I’ve followed through by nailing down my Facebook privacy settings, so that what I post there shows up only to friends, and when friends tag me in photos and posts, that shows only to me.

Don’t get me wrong, I believe in transparency and don’t believe in the old-school journalism ethics which dictate that good reporting requires writers to bury all personal information about themselves. Outside of Facebook, when I publish online I want to reveal enough about myself to provide accurate context and build credibility, but I don’t want to reveal so much as to bore (or offend) readers with stuff that’s off-topic to their interests.

Often, it’s not the embarrassing or offensive stuff that does the most damage to your brand, it’s the off-topic drivel that bores your audience and gets them into the habit of ignoring you. Jay Rosen’s done an outstanding job of focusing his Twitter feed on what he calls mindcasting about news media. You won’t find the “lifecasting” details of what he did this weekend or what show he’s watching on TV. That focus sharpens his brand message and makes his brand that much more powerful to his audience.

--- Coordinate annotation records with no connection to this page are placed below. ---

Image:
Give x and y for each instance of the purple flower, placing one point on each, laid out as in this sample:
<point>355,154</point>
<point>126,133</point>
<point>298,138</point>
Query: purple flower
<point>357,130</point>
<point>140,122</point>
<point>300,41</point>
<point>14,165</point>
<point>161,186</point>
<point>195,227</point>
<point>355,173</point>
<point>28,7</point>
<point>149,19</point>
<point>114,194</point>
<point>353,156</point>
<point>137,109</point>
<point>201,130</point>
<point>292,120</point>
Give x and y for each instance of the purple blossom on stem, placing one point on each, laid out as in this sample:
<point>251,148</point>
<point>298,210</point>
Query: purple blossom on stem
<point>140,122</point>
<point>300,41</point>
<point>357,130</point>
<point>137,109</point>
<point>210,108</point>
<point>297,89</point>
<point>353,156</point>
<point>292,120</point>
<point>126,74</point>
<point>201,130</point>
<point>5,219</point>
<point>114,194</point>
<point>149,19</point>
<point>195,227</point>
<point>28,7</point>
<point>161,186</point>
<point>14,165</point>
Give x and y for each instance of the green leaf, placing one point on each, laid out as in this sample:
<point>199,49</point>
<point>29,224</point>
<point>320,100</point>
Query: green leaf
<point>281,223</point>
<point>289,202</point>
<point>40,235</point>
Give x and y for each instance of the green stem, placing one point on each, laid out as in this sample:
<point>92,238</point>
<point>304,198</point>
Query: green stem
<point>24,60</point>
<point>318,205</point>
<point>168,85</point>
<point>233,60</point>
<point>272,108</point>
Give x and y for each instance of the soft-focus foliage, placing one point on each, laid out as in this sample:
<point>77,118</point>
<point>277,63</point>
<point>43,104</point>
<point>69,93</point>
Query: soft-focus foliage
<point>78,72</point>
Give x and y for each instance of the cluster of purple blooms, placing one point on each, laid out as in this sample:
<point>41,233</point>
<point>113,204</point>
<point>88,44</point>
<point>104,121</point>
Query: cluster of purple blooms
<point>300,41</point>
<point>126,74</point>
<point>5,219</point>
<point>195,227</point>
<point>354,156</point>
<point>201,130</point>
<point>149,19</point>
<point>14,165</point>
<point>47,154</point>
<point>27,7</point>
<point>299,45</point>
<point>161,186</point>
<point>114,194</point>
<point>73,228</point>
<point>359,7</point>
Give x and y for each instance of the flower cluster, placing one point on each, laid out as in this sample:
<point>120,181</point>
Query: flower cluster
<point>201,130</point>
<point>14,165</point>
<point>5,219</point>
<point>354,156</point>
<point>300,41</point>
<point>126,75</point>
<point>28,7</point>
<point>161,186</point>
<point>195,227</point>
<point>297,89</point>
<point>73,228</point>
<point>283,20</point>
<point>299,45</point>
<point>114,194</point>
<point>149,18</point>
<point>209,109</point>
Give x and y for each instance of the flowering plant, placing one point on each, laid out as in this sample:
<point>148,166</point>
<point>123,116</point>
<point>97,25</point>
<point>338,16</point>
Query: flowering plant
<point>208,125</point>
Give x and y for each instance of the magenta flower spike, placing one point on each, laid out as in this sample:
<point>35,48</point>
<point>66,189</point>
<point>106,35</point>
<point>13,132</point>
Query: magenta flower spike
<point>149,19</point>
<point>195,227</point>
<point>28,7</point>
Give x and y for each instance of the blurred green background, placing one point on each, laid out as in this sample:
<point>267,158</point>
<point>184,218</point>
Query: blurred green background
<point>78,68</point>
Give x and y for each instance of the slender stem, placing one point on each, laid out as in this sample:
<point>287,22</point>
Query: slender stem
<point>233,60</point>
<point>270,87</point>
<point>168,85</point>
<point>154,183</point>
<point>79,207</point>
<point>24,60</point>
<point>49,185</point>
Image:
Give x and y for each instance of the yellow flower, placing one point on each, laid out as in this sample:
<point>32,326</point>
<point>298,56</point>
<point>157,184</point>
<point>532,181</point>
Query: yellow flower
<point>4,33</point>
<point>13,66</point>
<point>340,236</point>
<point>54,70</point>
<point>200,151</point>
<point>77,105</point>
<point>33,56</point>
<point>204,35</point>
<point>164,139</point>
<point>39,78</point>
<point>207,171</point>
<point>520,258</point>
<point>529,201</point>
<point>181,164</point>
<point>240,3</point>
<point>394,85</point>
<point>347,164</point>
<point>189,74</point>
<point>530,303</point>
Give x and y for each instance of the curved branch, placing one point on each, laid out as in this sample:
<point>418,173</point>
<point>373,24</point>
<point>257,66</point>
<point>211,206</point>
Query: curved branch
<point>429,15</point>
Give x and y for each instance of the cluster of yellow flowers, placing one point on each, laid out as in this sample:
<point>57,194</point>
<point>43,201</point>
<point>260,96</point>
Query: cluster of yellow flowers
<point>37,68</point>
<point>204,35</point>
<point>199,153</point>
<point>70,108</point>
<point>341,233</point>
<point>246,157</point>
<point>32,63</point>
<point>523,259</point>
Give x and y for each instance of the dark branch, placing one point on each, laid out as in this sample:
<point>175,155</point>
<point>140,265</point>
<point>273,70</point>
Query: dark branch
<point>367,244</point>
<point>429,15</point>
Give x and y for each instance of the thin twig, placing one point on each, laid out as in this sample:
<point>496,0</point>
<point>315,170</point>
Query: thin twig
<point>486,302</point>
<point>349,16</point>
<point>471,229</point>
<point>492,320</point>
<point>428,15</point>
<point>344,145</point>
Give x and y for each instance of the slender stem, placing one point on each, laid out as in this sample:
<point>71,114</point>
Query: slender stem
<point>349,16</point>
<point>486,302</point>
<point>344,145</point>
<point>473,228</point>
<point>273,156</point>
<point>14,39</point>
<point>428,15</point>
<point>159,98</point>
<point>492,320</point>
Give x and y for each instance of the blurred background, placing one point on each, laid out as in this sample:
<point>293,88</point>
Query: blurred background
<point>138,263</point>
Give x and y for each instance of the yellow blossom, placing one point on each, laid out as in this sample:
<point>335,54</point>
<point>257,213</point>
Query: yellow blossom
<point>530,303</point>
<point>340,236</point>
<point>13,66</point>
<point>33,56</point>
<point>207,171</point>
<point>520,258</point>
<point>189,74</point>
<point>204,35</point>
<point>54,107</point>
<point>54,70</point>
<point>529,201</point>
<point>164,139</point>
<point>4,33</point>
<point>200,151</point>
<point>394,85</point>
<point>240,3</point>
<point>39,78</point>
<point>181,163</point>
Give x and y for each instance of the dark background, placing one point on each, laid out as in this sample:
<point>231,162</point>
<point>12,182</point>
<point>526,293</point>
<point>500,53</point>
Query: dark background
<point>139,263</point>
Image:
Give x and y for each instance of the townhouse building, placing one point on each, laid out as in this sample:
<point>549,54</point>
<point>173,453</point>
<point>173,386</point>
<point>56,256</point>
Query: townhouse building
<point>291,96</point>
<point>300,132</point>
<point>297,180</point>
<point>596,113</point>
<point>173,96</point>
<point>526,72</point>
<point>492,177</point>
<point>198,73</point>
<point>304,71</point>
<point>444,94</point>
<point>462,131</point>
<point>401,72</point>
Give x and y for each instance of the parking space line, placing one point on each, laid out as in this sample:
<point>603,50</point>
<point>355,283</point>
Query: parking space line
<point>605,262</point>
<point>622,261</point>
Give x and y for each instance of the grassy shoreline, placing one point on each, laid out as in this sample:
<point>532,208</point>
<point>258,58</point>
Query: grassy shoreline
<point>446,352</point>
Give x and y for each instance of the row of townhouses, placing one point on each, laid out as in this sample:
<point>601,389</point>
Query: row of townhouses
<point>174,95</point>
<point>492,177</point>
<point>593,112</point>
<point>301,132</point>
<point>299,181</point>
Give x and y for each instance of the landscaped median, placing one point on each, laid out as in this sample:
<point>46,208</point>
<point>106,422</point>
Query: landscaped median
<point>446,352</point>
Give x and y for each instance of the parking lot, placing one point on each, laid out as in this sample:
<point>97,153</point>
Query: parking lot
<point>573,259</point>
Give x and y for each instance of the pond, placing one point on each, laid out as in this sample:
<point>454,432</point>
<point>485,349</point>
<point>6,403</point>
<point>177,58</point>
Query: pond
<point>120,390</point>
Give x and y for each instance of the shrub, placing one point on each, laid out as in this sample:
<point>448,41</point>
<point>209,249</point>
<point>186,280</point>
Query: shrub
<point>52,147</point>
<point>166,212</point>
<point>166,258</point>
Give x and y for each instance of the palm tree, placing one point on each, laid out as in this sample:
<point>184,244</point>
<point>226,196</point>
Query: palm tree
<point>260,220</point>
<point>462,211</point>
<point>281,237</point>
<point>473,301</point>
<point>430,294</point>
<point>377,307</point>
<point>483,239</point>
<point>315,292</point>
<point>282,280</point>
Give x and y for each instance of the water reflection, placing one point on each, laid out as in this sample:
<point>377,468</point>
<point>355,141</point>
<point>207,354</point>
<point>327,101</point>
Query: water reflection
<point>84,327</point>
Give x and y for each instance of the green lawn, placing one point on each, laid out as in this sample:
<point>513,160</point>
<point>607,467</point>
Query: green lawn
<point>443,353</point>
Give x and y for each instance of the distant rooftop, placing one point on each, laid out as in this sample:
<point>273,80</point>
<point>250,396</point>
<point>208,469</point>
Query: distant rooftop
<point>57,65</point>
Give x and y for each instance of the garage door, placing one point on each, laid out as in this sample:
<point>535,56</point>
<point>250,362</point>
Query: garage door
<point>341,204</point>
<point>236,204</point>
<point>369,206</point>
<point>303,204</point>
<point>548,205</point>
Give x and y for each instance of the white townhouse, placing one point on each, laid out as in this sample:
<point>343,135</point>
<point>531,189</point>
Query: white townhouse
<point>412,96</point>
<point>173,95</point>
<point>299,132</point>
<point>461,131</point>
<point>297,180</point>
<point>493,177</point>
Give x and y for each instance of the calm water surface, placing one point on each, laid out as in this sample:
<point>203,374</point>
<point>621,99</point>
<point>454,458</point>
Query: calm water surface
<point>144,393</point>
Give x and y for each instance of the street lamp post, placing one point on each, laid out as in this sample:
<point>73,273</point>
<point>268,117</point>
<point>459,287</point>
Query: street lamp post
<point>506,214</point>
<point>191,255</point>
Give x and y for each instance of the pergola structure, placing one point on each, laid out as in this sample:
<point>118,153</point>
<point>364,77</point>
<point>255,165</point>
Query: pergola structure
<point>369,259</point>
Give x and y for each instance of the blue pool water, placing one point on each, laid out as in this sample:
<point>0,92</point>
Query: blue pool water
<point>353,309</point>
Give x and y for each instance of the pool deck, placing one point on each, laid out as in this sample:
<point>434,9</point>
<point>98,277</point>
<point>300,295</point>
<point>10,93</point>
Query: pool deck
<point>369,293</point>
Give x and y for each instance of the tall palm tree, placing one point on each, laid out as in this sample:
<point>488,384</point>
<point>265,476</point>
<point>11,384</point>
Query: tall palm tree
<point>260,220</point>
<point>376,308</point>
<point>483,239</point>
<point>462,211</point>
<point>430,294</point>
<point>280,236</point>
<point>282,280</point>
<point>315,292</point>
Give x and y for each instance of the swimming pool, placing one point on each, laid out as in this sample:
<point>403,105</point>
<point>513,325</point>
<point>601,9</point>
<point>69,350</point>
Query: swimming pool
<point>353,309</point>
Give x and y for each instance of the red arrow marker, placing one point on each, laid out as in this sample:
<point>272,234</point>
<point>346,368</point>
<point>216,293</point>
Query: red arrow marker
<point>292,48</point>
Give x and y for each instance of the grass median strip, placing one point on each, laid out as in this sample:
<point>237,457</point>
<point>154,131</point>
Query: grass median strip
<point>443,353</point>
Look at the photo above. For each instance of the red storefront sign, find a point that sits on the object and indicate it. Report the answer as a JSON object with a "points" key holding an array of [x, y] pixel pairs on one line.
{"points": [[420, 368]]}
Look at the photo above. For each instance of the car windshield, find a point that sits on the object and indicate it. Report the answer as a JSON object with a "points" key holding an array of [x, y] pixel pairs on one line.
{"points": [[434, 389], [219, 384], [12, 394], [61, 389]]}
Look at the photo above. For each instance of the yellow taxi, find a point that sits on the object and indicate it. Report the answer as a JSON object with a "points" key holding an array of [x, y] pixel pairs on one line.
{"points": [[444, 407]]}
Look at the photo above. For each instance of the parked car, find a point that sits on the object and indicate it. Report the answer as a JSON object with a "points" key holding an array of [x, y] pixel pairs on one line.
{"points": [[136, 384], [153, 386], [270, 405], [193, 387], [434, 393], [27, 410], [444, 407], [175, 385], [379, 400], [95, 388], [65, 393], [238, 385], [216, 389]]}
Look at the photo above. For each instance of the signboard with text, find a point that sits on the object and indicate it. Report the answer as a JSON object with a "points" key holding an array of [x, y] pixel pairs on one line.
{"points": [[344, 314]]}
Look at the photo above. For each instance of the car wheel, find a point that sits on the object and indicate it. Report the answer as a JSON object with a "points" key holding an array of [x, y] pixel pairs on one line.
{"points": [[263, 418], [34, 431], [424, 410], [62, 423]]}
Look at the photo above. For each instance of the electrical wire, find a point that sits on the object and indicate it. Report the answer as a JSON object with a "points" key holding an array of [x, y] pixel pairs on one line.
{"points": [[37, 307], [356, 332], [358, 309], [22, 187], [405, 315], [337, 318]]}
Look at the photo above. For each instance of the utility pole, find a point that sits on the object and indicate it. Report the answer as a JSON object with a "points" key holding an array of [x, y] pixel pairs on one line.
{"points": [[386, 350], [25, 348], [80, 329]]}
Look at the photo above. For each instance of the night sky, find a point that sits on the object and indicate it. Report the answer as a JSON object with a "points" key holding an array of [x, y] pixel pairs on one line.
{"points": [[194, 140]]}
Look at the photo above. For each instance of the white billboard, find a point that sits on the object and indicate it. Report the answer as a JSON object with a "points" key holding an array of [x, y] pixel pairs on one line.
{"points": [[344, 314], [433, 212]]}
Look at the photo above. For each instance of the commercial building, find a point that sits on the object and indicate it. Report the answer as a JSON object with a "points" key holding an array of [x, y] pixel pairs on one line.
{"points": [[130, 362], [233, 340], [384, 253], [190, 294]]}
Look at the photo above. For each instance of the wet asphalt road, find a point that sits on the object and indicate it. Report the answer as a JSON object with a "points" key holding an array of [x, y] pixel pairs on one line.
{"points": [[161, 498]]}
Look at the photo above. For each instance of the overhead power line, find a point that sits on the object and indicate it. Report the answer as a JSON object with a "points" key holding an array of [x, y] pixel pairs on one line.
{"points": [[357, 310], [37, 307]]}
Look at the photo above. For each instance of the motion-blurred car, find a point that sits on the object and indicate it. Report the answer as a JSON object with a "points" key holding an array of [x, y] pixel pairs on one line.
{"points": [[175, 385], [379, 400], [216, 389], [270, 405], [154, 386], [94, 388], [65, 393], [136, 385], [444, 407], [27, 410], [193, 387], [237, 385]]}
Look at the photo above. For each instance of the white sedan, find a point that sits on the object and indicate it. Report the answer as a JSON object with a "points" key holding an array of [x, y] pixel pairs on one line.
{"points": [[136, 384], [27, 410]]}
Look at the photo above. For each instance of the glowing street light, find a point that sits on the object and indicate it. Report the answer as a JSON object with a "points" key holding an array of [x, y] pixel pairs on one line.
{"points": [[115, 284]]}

As a publisher online, your work isn’t about you, or for you. It’s for your audience, and for meeting their needs. If you need a place to write selfishly, create a private space, such as a locked-down Facebook account or restricted-access blog. But even then, don’t assume that something truly embarrassing won’t find its way out to a larger audience.

What’s your brand? What does it stand for? How are you delivering that value? Where are you delivering it? What are you doing that could undercut of dilute that value? If you can’t answer these questions effectively, you’re not doing everything you can to create value for your personal brand online.